В горле встает комок — комок чистой паники, который мешает дышать.
— Эй… — Его голос звучит уже мягче. — Не реви и посмотри на меня.
Я вытираю с лица горячие слезы.
— Нельзя получить все, Бхаджан. Если ты хочешь иметь право голоса, нельзя вести себя как истеричный ребенок. Ясно?
Я киваю, пытаясь это осознать.
— Нужно быть сильной. Это поможет. Я буду защищать тебя, но ты должна учиться.
Безопасность. Я беру себя в руки. Наша семья будет в безопасности.
— Хорошо. А теперь иди к себе.
Мне нужна поддержка, и я медлю.
— Скоро я к тебе зайду. Если ты будешь плакать, — предупреждает он, — я тебя ударю.
Неверными шагами я поднимаюсь к себе.
Кьяра все еще говорит по телефону, но я понимаю, что теперь на том конце провода брат. Лестницу покрывает ковер, так что мои шаги не слышны. Я замираю, чтобы она меня не увидела.
— …Понимаю, что в Нью-Йорке трудно. Фрэнк, я знаю, с чего все это началось, но я на твоей стороне.
Я сжимаю перила.
— Правда, я хочу помочь. Конечно, я серьезно. Я уже говорила с папой, и он согласился. Просто приезжай домой, и мы отдадим тебе документы. Конечно, мы тоже устали! Понимаю!
Я никак не могу сообразить, что она делает. Она снова меня опередила и играет в игру, о существовании которой я даже не подозревала. Зачем говорить Фрэнку, что он получит документы? Она тоже хочет, чтобы он приехал и мы все поговорили? Они правда найдут компромисс? Я потираю лоб рукой.
— Просто обещай, что не пойдешь в полицию — и получишь паспорт. Так будет лучше. Бхаджан останется в безопасности, а ты сможешь жить, как захочешь.
Я резко делаю шаг вперед. Не представляю, о чем она, но меня впутывать не надо.
Кьяра замечает меня.
— Фрэнк, мне пора, я перезвоню. — Она вешает трубку.
Мы смотрим друг на друга. Наши глаза на одном уровне.
В своей комнате, лежа на белом кружевном покрывале, я очень хочу заплакать. Расслабить затекшие плечи и дать волю слезам. Терпи, терпи! Тянутся минуты.

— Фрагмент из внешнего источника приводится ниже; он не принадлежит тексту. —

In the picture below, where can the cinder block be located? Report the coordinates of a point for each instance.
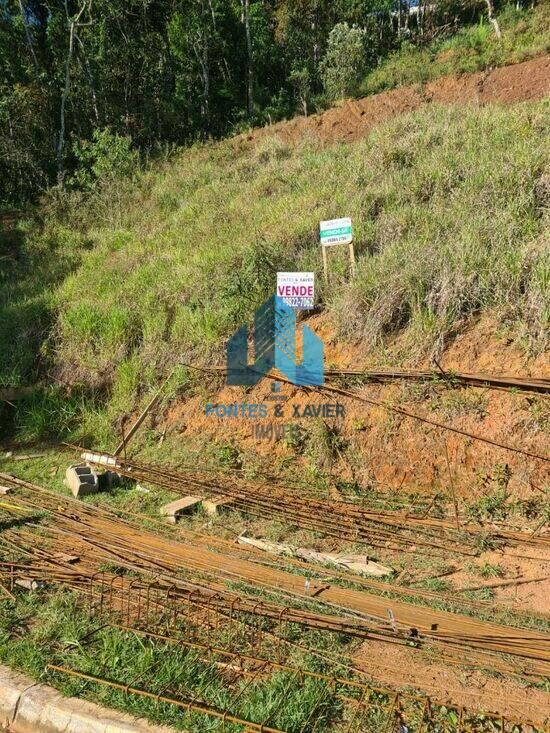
(176, 509)
(217, 505)
(82, 480)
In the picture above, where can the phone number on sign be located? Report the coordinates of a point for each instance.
(299, 302)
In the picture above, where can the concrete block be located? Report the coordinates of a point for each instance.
(29, 583)
(82, 480)
(176, 509)
(28, 707)
(217, 505)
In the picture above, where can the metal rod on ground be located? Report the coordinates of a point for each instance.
(184, 704)
(136, 426)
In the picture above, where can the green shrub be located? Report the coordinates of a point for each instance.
(344, 62)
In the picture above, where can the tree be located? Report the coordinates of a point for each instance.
(344, 62)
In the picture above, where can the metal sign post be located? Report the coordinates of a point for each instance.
(334, 232)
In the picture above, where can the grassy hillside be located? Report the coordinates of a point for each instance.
(449, 206)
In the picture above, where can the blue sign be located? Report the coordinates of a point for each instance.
(275, 348)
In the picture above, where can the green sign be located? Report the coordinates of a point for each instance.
(336, 231)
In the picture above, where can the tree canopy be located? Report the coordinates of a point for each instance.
(159, 72)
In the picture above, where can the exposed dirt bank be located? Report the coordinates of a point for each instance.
(353, 118)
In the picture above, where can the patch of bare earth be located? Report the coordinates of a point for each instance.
(398, 667)
(353, 118)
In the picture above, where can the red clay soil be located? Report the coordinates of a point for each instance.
(397, 667)
(352, 119)
(393, 451)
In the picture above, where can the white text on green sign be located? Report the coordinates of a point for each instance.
(336, 231)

Дверь распахивается без предупреждения. Он никогда не стучит, хотя мама постоянно говорит, что я уже взрослая. Смотрю на него сухими глазами (я не плакала!) и не задаю вопросов.

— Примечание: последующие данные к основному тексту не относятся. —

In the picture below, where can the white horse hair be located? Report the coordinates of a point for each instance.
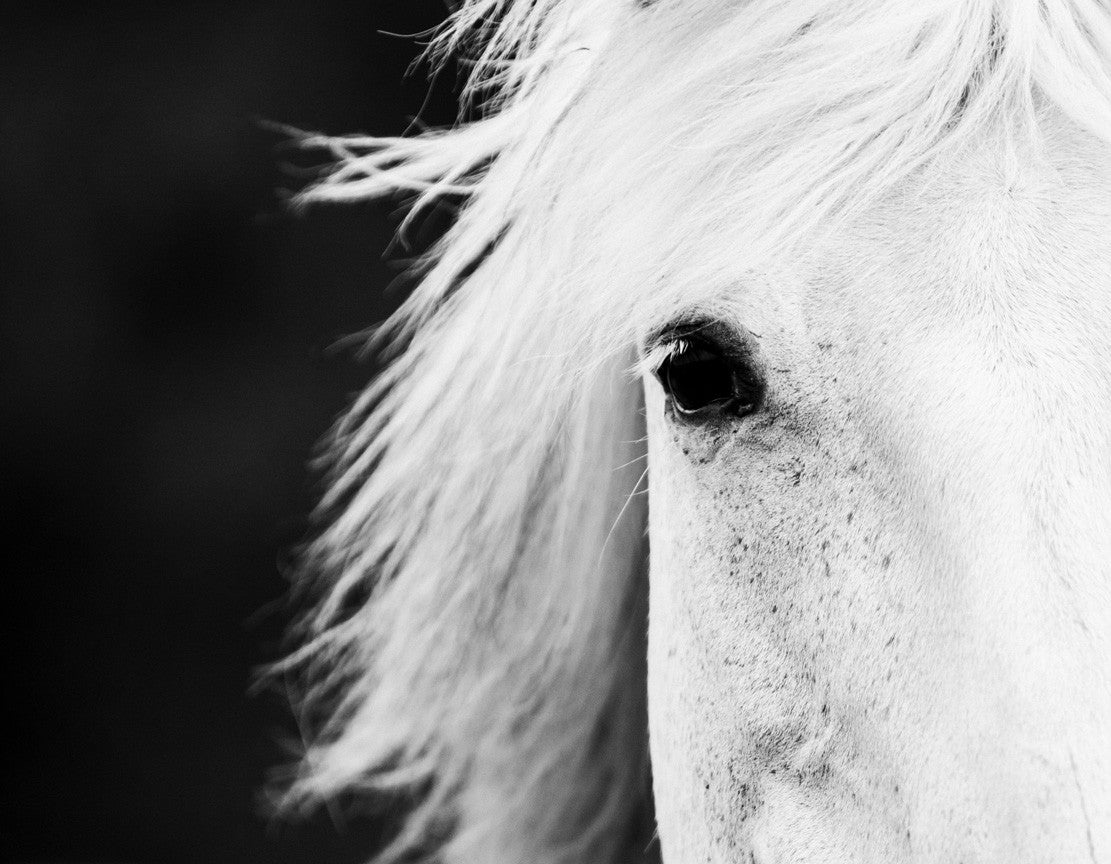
(482, 632)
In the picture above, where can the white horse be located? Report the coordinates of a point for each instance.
(841, 271)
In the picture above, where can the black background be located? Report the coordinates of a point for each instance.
(167, 368)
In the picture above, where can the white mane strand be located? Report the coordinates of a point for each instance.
(480, 638)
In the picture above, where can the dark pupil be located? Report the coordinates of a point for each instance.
(698, 378)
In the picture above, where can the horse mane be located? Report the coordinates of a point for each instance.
(479, 639)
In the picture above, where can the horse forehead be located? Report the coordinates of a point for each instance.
(1013, 244)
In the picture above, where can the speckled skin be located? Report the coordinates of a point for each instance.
(880, 609)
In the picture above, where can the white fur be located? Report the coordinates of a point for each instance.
(486, 483)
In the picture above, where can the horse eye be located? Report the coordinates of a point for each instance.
(700, 379)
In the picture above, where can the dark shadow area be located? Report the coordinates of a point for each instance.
(166, 338)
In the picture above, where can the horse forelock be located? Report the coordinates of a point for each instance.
(488, 486)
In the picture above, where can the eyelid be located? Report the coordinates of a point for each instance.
(668, 340)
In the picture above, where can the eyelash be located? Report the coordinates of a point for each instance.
(704, 381)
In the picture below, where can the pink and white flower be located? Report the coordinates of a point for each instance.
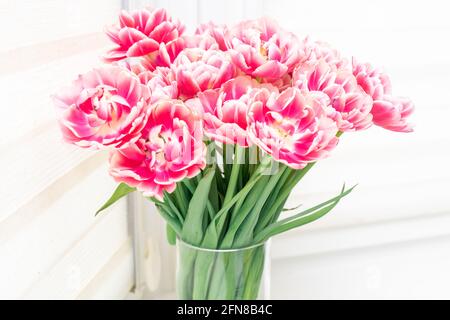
(351, 104)
(374, 82)
(104, 107)
(140, 33)
(292, 127)
(388, 111)
(197, 70)
(392, 113)
(167, 53)
(217, 32)
(261, 49)
(225, 110)
(170, 150)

— Хорошая девочка, — кивает он и уходит.
Глава 25
Вирджиния, 13 лет
В сгустившихся сумерках листья кажутся тенями, дрожащими на холодном ветру, пока свет наших фар не раскрашивает их в яркие цвета: желтые, алые, багряные.
— Будешь делать коллаж? — спрашиваю я и включаю обогреватель «линкольна».
Мы с мамой возвращаемся из балетного класса. Она может взять кучу листьев и превратить их в произведение искусства, засушив сначала между страниц толстой книги, а потом разложив на бумаге и добавив акварели.
Мама смотрит на трепещущие от предчувствия скорых холодов листья и кивает:
— Если ты поможешь мне их собрать.
— Договорились.
— Как тебе занятия?
Это непрофессиональный балетный кружок, часть ее десятилетнего плана по социализации Бхаджан.
— Отлично, — невозмутимо отвечаю я. — С каждым разом я все лучше интегрируюсь в общество.
— Бхаджан! Дело не в коммуникационных навыках…
— Да ладно. — Я смеюсь.
— Брось! — Она машет рукой. — Это было тогда, когда ты проводила время только со взрослыми.
— Помнишь, я попросила тебя отвести меня на площадку к детям и представилась там официально, как на конференции ООН?